Mental health at the heart of cuts debate

• THE New Journal (November 25) gave a very informative account of Camden’s proposed cuts in spending. 

Hopefully it will help residents engage in the short consultation, leading up to the budget being set at the end of February. 

One of the issues that I am particularly concerned about as a Green Party councillor, especially in this time of recession, is mental health. 

Losing your job and even the risk of doing so will cause financial strain and anxiety. For many people there is a sense of loss of status which can also be hard to deal with. 

Proper mental health provision is in these circumstances absolutely vital. With this in mind, I have asked for every effort to be made to keep people in work, negotiating reduced hours if need be. There is plenty to be done in Camden Council. 

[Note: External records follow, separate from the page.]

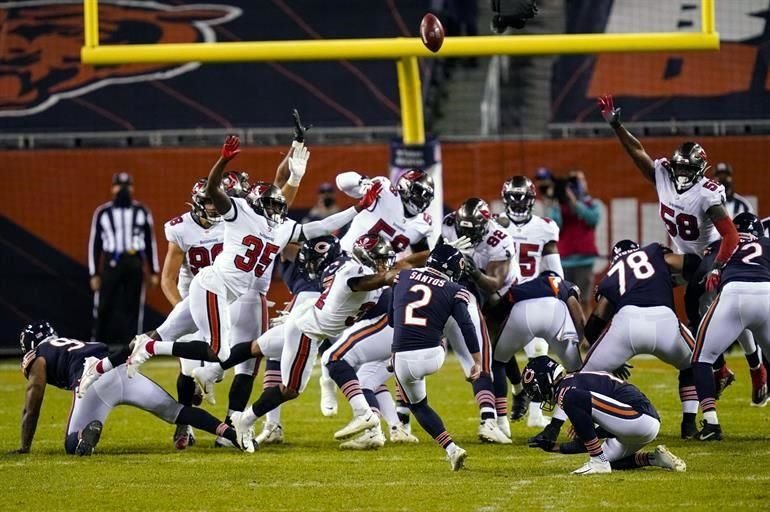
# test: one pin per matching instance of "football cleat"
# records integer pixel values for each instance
(244, 432)
(759, 396)
(90, 375)
(369, 439)
(457, 458)
(663, 458)
(328, 397)
(709, 432)
(399, 434)
(272, 433)
(89, 438)
(489, 432)
(594, 466)
(139, 354)
(723, 378)
(358, 424)
(520, 406)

We don’t need to put people out of work, especially at a £12million cost to the council and probably much more once the health and other impacts are taken into account.

I also asked for mental health to be on the latest health scrutiny committee agenda to ensure councillors and relevant groups have a full discussion of such issues. 

This coincided with a proposed consultation by the Camden and Islington foundation trust on acute care provision in the area, which assists those with the most serious mental health issues. 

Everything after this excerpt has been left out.